Reckless endangerment. Why? Repatriated refugees actually face concentration camps. The road to hell is paved with good intentions.
Whether they were “lured” into North Korea is a moot point for me. If they were indeed reporting on North Korean victims of trafficking in China, they should have been nowhere near the border. Yet, they crossed a conspicuously identifiable border, presumably on their own volition. This move was reckless and unnecessary, risking their own lives and the lives of the aforementioned countless refugees and the underground networks they belong to.
As an afterthought, the North Korean judicial system is a joke. There is no legitimate reason for the continued imprisonment of the two American citizens save the obvious political motivation. My prediction is that the North Korean regime will not release them until they extort some kind of concession (their dream: removal of sanctions)…which is what a political bargaining chip is. Why would they give these gems away without a fight? US officials have repeatedly stated that it will not pay any sort of ransom for their release. It’s going to be a long haul.
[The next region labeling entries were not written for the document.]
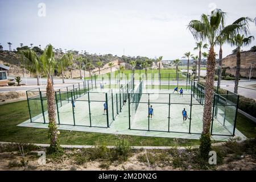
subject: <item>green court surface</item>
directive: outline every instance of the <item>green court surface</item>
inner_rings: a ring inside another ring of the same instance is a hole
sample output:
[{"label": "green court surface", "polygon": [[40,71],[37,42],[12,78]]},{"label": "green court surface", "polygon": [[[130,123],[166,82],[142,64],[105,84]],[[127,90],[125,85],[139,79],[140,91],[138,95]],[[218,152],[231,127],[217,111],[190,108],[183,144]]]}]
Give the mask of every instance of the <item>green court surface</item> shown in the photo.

In any case, Lee and Ling are reportedly not in the worst of North Korea’s prisons. Refugees are.
Also, I just wanted to put this out there. Obama doesn’t have the most solid record, you know, acting on behalf of his constituents. There’s a lot more attention being paid to this case, but it just speaks volumes about the moral fiber of the campaign. From this blog’s inaugural post:
We didn’t have to wait for Obama to have his 100 days in office to judge where he stood on human rights issues. On January 28, 2005, he and members of the Illinois Congressional Delegation signed a letter stating that they would “NOT support the removal of [North Korea] from the State Department list of State Sponsors of Terrorism” until North Korea came clean about Kim Dong Shik, a pastor who aided North Korean refugees in China and was abducted into North Korea. On the campaign trail, Obama supported Christopher Kim-Jong-Hill/Condi/Bush’s removal of North Korea from the State Sponsors of Terrorism list.